坡头圩的丰富,大概得益于其独特的地理位置。这个始建于明朝永乐年间的集市,地处黄坡、龙头、乾塘、麻斜的中心地带,从麻斜码头往北,从南油码头往东北,走到坡头镇,离海越来越远,土地越来越开阔,这里汇集了海上陆上能够出产的所有,怎能不丰产富饶?经由坡头镇一路向北,把海抛在后面,就可以直奔珠三角、广州,当年法国人租占广州湾,把总公使署设在坡头圩,不是没有经过考虑的。
殖民的历史已经成为过去,法国人留在坡头小巷子里的公局旧址尚在,破败的院墙生满苔藓,只有精致雕花的绿色窗棂还完好如初,默默的纪念着屈辱却不能忘却的过去。
坡头镇的主干道如今已经修成了宽敞的四车道大路。

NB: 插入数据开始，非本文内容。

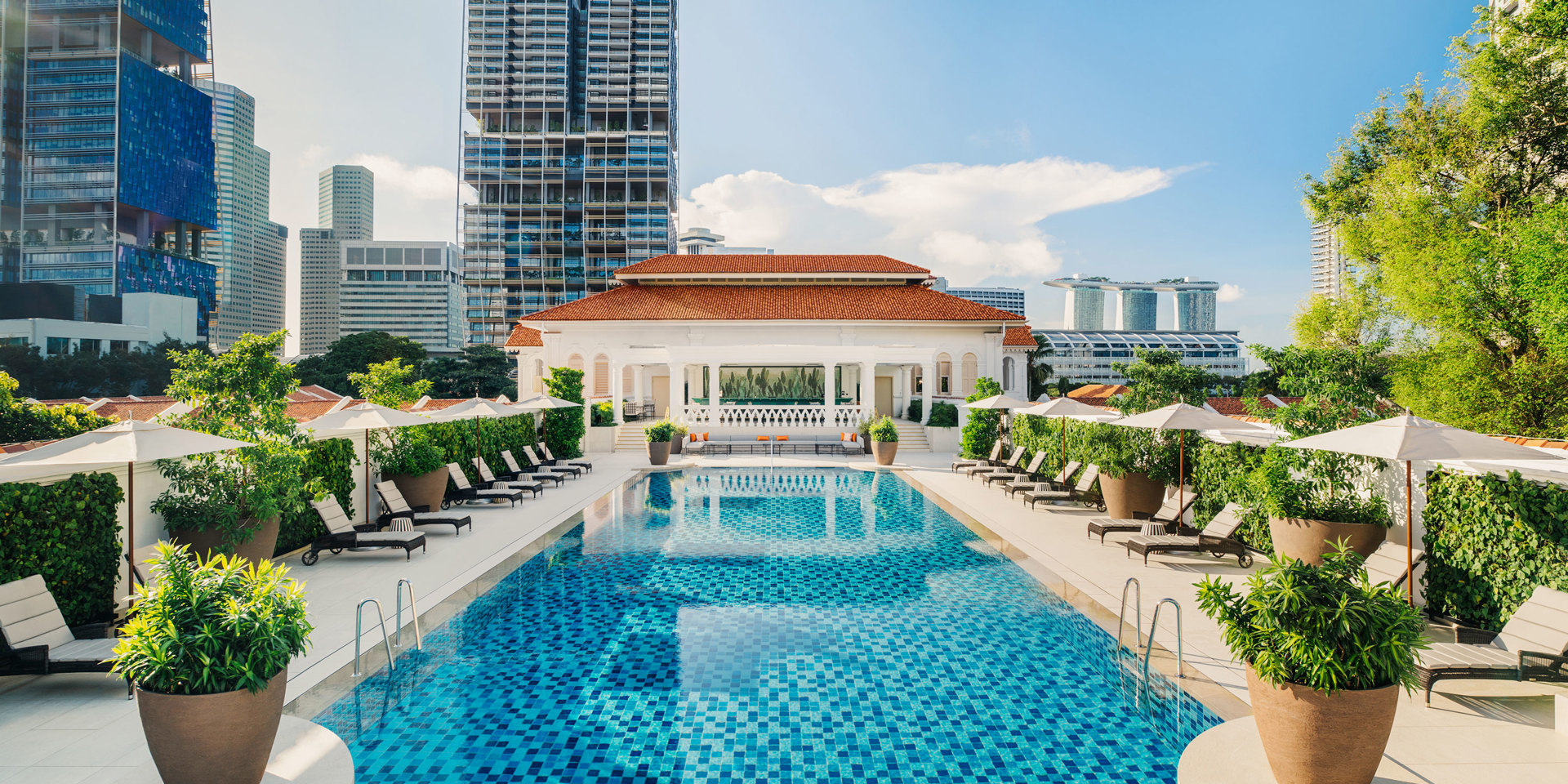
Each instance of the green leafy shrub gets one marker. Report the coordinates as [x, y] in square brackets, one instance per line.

两边店铺焕然一新,我调离了学校,和我一起来到这里的人,都调离了这里。我们离开前,爱周中学重修了厕所,我们离开后,爱周中学推掉了几栋旧楼,重修了校道、办公楼,里里外外都不一样了。平房翻新改作画室,孩子们肯定不是当年的孩子,教美术的老师我还认识,很出色的一个老师。
有意思的是,最近几年,认识的本地人,如果不是一中校友,肯定就是爱周校友,世界很大,坡头圩最大,几乎占据了我的整个世界。